The Bronfman Fellowship


The Bronfman Fellowship is a non-profit educational program for young Jews in Israel and North America.
It was founded in 1987 by philanthropist Edgar M. Bronfman, and is partially funded through his foundation, The Samuel Bronfman Foundation. It was formerly known as The Bronfman Youth Fellowships in Israel.
The Bronfman Fellowship selects 26 outstanding North American teenagers and 20 Israeli teenagers for a rigorous academic year of seminars including a free, five-week trip to Israel between the summer of Fellows’ junior and senior years of high school. The program educates and inspires exceptional young Jews from diverse backgrounds to grow into leaders grounded in their Jewish identity and committed to social change.
Its network of over 1,000 alumni include writers Jonathan Safran Foer, Dara Horn, and Daniel Handler aka Lemony Snicket; journalists Anya Kamenetz; Adam Davidson, NPR business correspondent and NYT Magazine Columnist, and Jonathan Tepperman, Managing Editor of Foreign Affairs; and influential Jewish leaders such as Idit Klein, Executive Director of Keshet; Angela Warnick Buchdahl, senior rabbi at Manhattan's Central Synagogue; Rabbi Dan Smokler, of the NYU Bronfman Center and Hillel International; and Rabbi Rachel Nussbaum, from The Kavanah Cooperative.
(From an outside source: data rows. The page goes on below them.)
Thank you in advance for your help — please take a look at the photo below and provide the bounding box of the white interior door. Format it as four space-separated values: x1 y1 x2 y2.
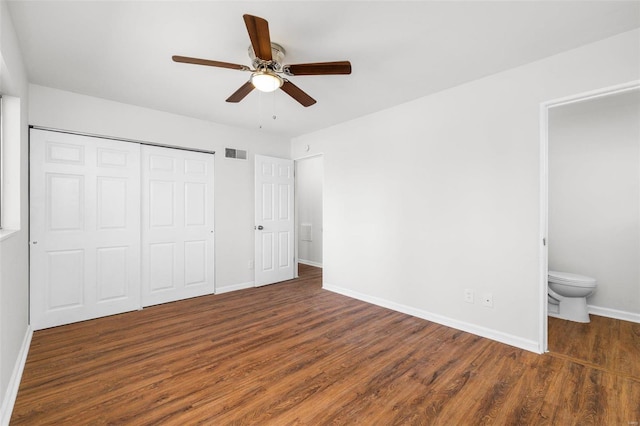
142 146 214 306
255 155 295 286
30 129 140 330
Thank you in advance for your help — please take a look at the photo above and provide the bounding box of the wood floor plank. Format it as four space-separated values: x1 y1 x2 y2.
11 265 640 425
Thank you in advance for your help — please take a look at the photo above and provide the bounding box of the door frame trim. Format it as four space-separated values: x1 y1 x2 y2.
538 80 640 353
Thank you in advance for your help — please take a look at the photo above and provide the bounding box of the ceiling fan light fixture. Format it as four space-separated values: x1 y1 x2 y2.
251 71 284 92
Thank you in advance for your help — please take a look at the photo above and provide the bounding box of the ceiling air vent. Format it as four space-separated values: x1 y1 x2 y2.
224 148 247 160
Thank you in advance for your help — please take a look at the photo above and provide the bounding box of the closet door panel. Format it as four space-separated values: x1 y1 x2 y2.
142 146 214 306
30 129 140 330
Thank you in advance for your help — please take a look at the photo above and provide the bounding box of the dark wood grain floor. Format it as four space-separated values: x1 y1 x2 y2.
11 267 640 426
548 315 640 380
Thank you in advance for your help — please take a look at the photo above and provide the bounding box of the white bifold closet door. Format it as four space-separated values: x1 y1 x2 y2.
142 146 214 306
30 129 140 330
30 129 214 330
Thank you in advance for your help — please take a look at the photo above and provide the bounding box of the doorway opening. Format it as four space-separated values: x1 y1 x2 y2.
539 81 640 352
295 155 324 275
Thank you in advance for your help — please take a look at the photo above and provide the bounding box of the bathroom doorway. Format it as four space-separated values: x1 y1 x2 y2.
540 82 640 376
295 155 324 268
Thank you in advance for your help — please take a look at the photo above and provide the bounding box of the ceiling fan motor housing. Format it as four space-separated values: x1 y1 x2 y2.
249 43 285 72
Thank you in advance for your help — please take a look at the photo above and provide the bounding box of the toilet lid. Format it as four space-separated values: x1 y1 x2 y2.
549 271 596 287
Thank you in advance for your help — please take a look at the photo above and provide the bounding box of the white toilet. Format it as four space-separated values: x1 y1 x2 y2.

Bronfman Fellowship alumni include 8 Rhodes Scholars, 2 Schwarzman Scholars, 4 Supreme Court clerks, 18 Fulbright Scholars, 35 Wexner Fellows and 27 Dorot Fellows.
Their 2011 applicant to fellow ratio was 12:1, whereas Yale’s was 14:1 and Harvard’s 16:1. The Bronfman Fellowship has been listed by Chuck Hughes, former Senior Admissions Officer at Harvard, in his book, "What it Really Takes to Get Into the Ivy League and other Highly Selective Colleges" as one of the programs which "act as filters for admissions officers to validate candidates who have been similarly identified by other organizations for talent and promise."